BOSTON -- Bruins general manager Peter Chiarelli said that he'll speak to Alain Vigneault at some point, regarding his latest comments, in which the Vancouver Canucks coach said that Brad Marchand "plays to hurt players" and that "someday, he's going to get it."
But on Monday at the TD Garden, Chiarelli defended his player in front of the media, calling Vigneault and Vancouver defensemen Keith Ballard's comments "distasteful" and inappropriate.
"I just feel the need to respond," said Chiarelli. "Whether it's from coaches, GMs, or players, I don't like to hear that kind of stuff. Certainly, I think there's a lobbying element to it. I feel the league does a real good job in these hearings. And I don't think it's necessary to have that out there.

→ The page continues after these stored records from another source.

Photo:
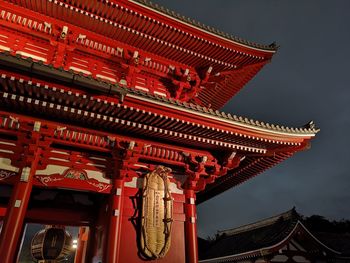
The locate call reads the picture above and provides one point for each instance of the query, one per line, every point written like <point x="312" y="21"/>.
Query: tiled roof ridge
<point x="27" y="64"/>
<point x="166" y="11"/>
<point x="288" y="215"/>
<point x="307" y="128"/>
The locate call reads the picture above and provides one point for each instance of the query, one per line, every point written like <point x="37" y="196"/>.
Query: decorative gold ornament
<point x="157" y="210"/>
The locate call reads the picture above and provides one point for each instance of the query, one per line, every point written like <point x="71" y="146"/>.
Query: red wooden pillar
<point x="191" y="227"/>
<point x="10" y="236"/>
<point x="115" y="217"/>
<point x="80" y="253"/>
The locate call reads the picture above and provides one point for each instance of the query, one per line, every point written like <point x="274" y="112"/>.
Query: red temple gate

"I like the league to take care of these things. I don't think you have to plead them out in public. But when they talk about our players, I feel the need to respond . . . We try to take the high road on responding to stuff, but when it comes at us like that, we have to respond. That's our position."
Marchand was hit with a game misconduct for "clipping" on Saturday after he took a defensive approach to being hit by Vancouver's Sami Salo, and ducked down at the last minute, sending Salo over the top of him.
Salo left the game with an upper-body injury.
Because of the hit, Marchand had a hearing with the league on Monday. But prior to the hearing, Chiarelli defended Marchand, and told the media that he doesn't want his pesky forward to change his game.
"It's about protecting yourself," said Chiarelli. "That's what this is all about.
"We're a physical team, and we're going to be under the microscope for being that. But our players are generally clean. Every team has players that do dirty things. A dirty thing isn't an illegal thing, it just happens. That's why penalties are in place. That's why supplemental discipline's in place.
"But Marchand was protecting himself, and we're going to tell our players to protect themselves."
Chiarelli pointed out that Keith Ballard is notorious for hip checks, and asked what the difference was between his signature hits and the one Marchand put on Salo on Saturday.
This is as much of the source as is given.